Nucleosome positioning is the number of nucleosome dyads within 20 bp of a locus compared to the number of nucleosome dyads within 300 bp (150 bp on either side) of said locus [9]. It is interesting to note that in our transgenes, while the overall nucleosome occupancy was not high at the Trifonov or 601 sequences (Fig. 3B, C, D), the nucleosome positioning at the 601 sequences, particularly in pBYU14, was very strong with a positioning score of 0.450655359 at the center of the 601 sequences for this construct (Fig. 5C). A positioning score of 1 would indicate perfect (100%) nucleosome positioning. The 601 sequences in pBYU18 have strong positioning scores of 0.285016287 and 0.302695, upstream and downstream of the unc-54 locus, respectively (Table 3, Fig. 5D).
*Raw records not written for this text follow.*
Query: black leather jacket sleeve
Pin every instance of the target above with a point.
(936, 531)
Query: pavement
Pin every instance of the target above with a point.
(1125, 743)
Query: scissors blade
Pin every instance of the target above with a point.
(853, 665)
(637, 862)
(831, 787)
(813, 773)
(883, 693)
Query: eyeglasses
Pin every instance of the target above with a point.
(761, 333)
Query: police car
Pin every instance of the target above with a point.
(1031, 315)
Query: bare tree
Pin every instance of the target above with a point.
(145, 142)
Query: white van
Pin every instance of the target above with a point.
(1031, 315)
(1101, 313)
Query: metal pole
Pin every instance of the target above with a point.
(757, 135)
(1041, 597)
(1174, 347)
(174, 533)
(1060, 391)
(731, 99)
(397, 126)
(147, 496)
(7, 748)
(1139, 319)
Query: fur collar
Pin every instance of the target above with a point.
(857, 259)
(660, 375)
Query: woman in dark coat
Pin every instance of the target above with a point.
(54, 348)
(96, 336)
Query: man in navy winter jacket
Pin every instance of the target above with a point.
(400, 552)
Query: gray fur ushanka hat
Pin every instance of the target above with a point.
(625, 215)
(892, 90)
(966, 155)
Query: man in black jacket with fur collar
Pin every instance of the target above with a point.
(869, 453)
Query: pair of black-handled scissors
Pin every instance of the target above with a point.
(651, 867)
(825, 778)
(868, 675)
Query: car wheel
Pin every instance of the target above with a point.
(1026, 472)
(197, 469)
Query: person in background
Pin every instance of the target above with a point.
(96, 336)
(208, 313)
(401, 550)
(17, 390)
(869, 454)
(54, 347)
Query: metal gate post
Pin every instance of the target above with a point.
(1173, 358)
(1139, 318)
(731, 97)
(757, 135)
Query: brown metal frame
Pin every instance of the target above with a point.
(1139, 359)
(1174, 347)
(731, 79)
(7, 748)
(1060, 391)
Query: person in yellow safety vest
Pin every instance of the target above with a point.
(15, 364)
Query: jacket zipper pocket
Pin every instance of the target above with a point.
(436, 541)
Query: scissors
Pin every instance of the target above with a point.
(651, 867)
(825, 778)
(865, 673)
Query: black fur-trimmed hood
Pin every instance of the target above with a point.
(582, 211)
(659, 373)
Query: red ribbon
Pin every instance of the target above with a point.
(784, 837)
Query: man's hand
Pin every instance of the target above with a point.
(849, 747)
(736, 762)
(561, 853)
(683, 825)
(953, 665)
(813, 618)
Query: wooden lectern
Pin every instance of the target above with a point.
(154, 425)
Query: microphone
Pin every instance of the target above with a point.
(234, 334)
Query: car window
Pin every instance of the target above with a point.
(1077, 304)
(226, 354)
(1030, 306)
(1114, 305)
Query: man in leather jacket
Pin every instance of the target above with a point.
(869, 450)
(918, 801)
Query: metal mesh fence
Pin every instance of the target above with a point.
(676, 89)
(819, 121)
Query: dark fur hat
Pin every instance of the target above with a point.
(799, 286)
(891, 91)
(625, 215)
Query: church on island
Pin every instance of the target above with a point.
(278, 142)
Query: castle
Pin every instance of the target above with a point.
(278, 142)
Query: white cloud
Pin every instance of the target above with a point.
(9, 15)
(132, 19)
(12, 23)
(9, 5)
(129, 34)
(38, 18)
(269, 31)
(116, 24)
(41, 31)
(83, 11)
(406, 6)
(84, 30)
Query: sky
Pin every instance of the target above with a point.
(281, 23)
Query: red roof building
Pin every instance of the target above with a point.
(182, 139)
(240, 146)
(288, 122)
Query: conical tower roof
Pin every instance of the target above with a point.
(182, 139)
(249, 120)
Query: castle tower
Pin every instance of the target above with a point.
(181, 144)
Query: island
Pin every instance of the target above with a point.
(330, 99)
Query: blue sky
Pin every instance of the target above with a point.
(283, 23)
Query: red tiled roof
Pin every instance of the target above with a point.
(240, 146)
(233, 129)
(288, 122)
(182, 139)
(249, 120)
Thus, all the elements tested affect nucleosome formation and/or location, with the 601 sequence being particularly effective at positioning nucleosomes in C. elegans in vivo. The Trifonov sequence, on the other hand, demonstrated virtually no nucleosome-positioning ability in vivo with all positioning scores being less than 0.035, about an order of magnitude lower that the 601 positioning scores (Table 3).